Mortgage rates remain at near record lows

Mortgage rates fall slightly, drifting closer to recent record-low levels. Will these mortgage rates last for long?

Seth Perlman/AP/File
In this photo taken July 15, 2011, in Springfield, Ill., a newly constructed home for sale is shown. Mortgage rates remain near record lows.

The average rate on the 30-year fixed mortgage was nearly unchanged for a second straight week after rising from a record low.

Freddie Mac said Thursday that the rate on the 30-year loan fell to 4.10 percent from 4.11 percent last week. Three weeks ago, it dropped to 3.94 percent. The National Bureau of Economic Research says that's the lowest rate ever.

The average rate on the 15-year fixed mortgage was unchanged at 3.38 percent. Three weeks ago, it hit a record low of 3.26 percent.

Low rates have done little to jolt the struggling housing market. Sales remain depressed, and home prices are still dropping in many markets.

High unemployment and declining wages have made it harder for many people to qualify for loans. Most of those who can afford to refinance already have.

The number of Americans who bought previously occupied homes fell in September and is on pace to match last year's dismal figures — the worst in 13 years.

Sales of new homes rose last month after four straight monthly declines. But the increase was largely because builders cut their prices and it followed a peak buying season that was the worst on records going back nearly 50 years.

Many borrowers are unable to take advantage of the low rates because they can't meet banks' restrictive lending standards, or are unable to scrape together a down payment.

The low rates have caused a modest boom in refinancing, but that benefit might be wearing off. Most people who can afford to refinance have already locked in rates below 5 percent.
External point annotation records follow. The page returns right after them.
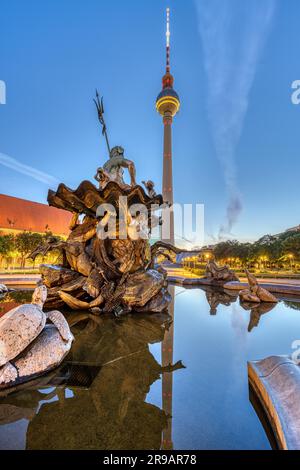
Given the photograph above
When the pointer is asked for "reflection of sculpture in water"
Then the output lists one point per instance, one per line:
(217, 297)
(255, 293)
(112, 413)
(219, 274)
(257, 310)
(167, 347)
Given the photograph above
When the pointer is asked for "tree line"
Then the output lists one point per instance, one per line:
(16, 247)
(269, 251)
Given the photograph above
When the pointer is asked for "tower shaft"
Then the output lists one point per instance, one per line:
(167, 184)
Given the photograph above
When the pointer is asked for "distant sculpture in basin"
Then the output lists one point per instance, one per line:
(219, 274)
(3, 289)
(255, 293)
(29, 347)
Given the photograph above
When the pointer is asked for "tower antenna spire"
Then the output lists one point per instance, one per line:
(168, 34)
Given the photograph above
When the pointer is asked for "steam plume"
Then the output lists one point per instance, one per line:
(233, 35)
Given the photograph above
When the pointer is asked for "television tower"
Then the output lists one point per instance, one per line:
(167, 104)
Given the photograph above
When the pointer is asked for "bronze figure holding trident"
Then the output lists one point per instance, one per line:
(112, 169)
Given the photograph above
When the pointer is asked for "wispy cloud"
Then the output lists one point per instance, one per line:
(38, 175)
(233, 34)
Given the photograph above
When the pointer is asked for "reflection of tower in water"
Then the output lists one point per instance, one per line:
(167, 377)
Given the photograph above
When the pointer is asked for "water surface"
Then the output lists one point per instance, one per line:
(116, 391)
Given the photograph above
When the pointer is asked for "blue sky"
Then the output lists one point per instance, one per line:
(53, 54)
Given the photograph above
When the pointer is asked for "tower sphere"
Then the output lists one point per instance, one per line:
(168, 101)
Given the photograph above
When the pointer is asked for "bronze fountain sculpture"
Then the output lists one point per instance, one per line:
(108, 266)
(108, 262)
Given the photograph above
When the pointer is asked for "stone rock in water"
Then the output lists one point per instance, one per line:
(3, 289)
(46, 353)
(8, 373)
(143, 286)
(18, 328)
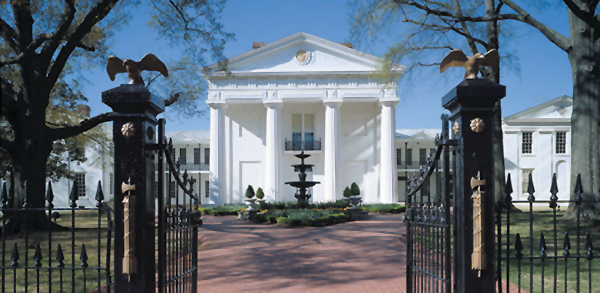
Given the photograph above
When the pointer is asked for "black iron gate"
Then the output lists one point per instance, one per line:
(450, 245)
(156, 234)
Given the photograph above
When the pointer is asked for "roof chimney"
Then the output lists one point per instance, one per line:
(83, 110)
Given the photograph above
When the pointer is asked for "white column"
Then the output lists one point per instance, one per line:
(388, 173)
(217, 153)
(332, 158)
(272, 151)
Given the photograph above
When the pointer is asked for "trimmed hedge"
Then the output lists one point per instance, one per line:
(303, 218)
(221, 210)
(390, 208)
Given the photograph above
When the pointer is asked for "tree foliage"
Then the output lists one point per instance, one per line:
(434, 21)
(46, 48)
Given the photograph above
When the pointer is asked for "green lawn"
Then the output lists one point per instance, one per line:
(86, 225)
(543, 222)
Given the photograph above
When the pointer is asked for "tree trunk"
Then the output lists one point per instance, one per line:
(585, 149)
(29, 160)
(498, 139)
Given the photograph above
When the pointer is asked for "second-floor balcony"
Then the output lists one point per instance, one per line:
(191, 167)
(303, 145)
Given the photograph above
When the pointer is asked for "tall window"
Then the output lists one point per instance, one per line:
(80, 184)
(561, 142)
(111, 181)
(422, 156)
(206, 188)
(526, 173)
(172, 187)
(196, 156)
(182, 156)
(303, 131)
(527, 142)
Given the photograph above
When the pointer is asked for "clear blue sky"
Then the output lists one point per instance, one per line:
(545, 71)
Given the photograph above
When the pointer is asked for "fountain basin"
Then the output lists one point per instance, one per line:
(300, 184)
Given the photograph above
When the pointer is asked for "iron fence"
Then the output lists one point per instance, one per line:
(56, 249)
(428, 264)
(548, 248)
(178, 222)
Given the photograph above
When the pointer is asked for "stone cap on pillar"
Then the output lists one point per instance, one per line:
(216, 104)
(273, 103)
(333, 102)
(474, 93)
(389, 101)
(133, 98)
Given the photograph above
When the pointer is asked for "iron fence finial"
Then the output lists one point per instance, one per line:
(566, 245)
(4, 196)
(37, 257)
(530, 188)
(49, 196)
(99, 195)
(15, 256)
(73, 195)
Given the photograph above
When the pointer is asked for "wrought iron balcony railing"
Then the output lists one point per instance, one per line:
(303, 145)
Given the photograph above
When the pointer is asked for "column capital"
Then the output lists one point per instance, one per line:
(273, 104)
(216, 104)
(389, 102)
(334, 103)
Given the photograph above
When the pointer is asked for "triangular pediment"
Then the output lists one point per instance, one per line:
(299, 53)
(559, 108)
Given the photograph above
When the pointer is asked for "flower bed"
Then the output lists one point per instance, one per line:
(222, 210)
(304, 217)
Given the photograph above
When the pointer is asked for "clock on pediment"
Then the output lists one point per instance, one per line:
(304, 57)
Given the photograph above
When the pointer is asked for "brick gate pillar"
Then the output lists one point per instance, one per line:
(471, 104)
(134, 130)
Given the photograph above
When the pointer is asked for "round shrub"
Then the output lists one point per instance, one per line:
(347, 193)
(259, 193)
(249, 192)
(354, 189)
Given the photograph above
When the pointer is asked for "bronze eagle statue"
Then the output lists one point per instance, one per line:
(133, 69)
(456, 58)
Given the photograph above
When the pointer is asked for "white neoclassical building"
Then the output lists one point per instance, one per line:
(301, 93)
(538, 141)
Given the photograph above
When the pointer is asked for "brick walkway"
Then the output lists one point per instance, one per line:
(365, 256)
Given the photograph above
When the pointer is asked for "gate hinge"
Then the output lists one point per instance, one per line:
(450, 142)
(155, 147)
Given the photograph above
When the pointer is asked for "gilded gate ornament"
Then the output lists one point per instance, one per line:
(478, 257)
(477, 125)
(134, 69)
(456, 58)
(129, 260)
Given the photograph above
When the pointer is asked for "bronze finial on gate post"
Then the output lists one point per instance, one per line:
(471, 104)
(134, 110)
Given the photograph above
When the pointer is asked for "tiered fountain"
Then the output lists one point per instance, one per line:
(301, 185)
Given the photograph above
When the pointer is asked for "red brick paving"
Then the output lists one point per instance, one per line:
(364, 256)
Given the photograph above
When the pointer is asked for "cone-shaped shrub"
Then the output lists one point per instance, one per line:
(354, 189)
(347, 192)
(249, 192)
(259, 193)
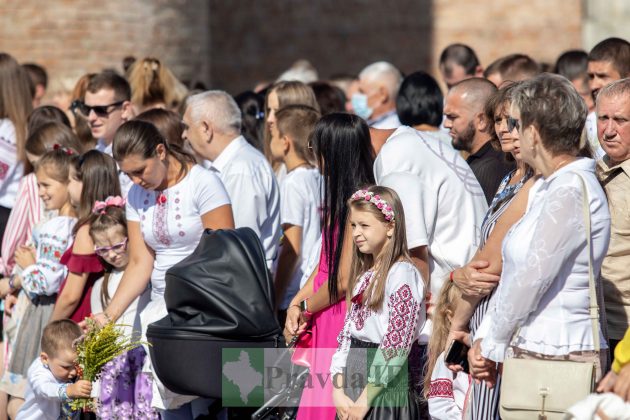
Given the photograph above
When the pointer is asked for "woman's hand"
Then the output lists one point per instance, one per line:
(342, 402)
(464, 337)
(473, 282)
(24, 256)
(481, 369)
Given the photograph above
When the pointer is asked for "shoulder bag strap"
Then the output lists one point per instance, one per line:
(593, 306)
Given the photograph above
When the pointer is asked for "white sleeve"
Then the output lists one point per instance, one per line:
(45, 276)
(210, 193)
(559, 233)
(410, 192)
(131, 208)
(292, 203)
(441, 398)
(338, 362)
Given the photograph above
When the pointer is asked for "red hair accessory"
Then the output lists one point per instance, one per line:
(100, 206)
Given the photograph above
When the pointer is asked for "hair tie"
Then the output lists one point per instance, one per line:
(111, 201)
(375, 199)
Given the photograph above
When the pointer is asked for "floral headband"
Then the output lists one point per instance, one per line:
(375, 199)
(100, 206)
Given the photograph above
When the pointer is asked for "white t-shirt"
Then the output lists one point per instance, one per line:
(300, 200)
(173, 229)
(130, 319)
(42, 398)
(253, 190)
(443, 202)
(11, 168)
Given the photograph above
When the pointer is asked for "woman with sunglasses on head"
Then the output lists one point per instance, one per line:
(541, 308)
(170, 204)
(93, 177)
(478, 279)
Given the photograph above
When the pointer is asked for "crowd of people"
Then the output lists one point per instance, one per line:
(393, 218)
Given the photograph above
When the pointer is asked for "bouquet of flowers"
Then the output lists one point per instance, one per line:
(97, 347)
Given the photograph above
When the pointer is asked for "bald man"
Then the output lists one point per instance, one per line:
(473, 132)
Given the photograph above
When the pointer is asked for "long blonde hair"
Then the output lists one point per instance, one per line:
(153, 83)
(447, 301)
(16, 99)
(288, 93)
(395, 250)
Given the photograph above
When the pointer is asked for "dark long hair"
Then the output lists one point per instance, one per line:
(341, 143)
(142, 138)
(99, 174)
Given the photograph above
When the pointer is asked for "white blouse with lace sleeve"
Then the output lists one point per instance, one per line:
(544, 287)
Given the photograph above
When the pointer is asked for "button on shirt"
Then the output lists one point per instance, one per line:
(253, 190)
(616, 267)
(490, 167)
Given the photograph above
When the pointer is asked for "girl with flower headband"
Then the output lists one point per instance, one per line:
(93, 177)
(41, 269)
(125, 392)
(386, 313)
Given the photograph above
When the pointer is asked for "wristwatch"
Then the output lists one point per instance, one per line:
(304, 309)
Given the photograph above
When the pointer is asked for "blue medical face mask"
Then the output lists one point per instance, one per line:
(359, 104)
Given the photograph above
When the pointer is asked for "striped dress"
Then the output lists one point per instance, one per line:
(485, 401)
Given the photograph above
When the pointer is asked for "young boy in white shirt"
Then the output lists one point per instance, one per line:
(300, 199)
(50, 377)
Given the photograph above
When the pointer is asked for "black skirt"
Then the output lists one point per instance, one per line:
(399, 400)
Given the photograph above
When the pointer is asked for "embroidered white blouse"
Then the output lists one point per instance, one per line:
(396, 326)
(544, 284)
(51, 239)
(447, 392)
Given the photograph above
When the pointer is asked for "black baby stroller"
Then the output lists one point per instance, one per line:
(219, 297)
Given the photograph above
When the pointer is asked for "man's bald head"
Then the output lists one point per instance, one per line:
(474, 92)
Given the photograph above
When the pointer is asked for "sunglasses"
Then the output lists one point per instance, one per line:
(99, 110)
(102, 251)
(513, 123)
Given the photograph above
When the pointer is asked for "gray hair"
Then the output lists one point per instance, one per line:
(617, 88)
(217, 107)
(550, 103)
(384, 73)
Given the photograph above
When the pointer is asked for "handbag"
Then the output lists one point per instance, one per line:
(545, 389)
(302, 350)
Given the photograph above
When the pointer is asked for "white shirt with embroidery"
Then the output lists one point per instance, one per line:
(447, 392)
(52, 239)
(43, 396)
(394, 327)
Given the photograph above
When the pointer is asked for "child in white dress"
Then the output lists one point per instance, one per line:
(124, 391)
(300, 199)
(386, 312)
(42, 271)
(445, 390)
(51, 376)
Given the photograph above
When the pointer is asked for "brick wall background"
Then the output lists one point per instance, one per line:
(232, 44)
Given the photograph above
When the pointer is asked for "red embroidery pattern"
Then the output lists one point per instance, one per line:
(403, 316)
(441, 388)
(160, 222)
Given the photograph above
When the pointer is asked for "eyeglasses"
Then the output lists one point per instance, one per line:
(118, 248)
(99, 110)
(513, 123)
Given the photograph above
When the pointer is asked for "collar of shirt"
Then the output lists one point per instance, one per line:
(101, 146)
(605, 170)
(229, 153)
(485, 149)
(383, 117)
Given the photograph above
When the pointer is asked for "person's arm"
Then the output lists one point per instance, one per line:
(137, 274)
(321, 298)
(558, 233)
(288, 260)
(71, 294)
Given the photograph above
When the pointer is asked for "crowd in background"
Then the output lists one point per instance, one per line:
(392, 215)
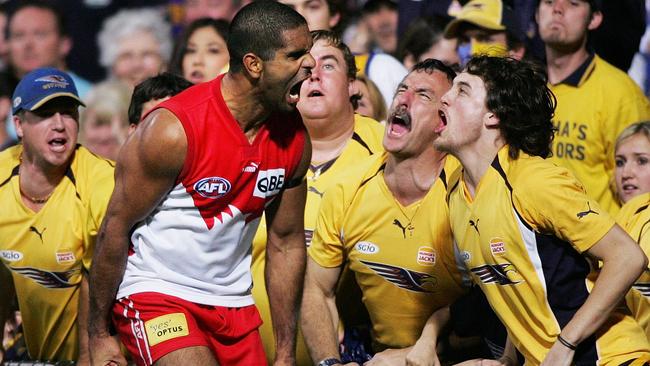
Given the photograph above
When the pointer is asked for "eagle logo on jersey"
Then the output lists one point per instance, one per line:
(585, 213)
(498, 273)
(404, 278)
(474, 224)
(46, 278)
(643, 288)
(39, 233)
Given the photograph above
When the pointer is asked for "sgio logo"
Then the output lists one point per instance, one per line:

The Federal Reserve has been helped push rates lower by buying longer-dated Treasurys, such as 10-year Treasury notes. Mortgage rates tend to track the yield on the 10-year note. Buying by the Fed pulls the yield lower.

Rates have been below 5 percent for all but two weeks in the past year. Just five years ago they were closer to 6.5 percent.

The average rates don't include extra fees, known as points, which most borrowers must pay to get the lowest rates. One point equals 1 percent of the loan amount. The average fee for the 30-year fixed mortgage was unchanged at 0.8 point. The average fee for the 15-year loan fell to 0.7 point from 0.8 point.

To calculate average mortgage rates, Freddie Mac surveys lenders across the country on Monday through Wednesday of each week.

The average rate on the five-year adjustable loan rose to 3.08 percent from 3.01 percent. It hit a record low of 2.96 percent three weeks ago.

The average rate on the one-year adjustable loan fell to 2.90 percent from 2.94 percent. It fell last month to 2.81 percent, the lowest on records dating to 1984.

The average fee on the five-year adjustable loan fell to 0.5 point from 0.6 point. The average fee on the one-year adjustable loan was unchanged at 0.6 percent.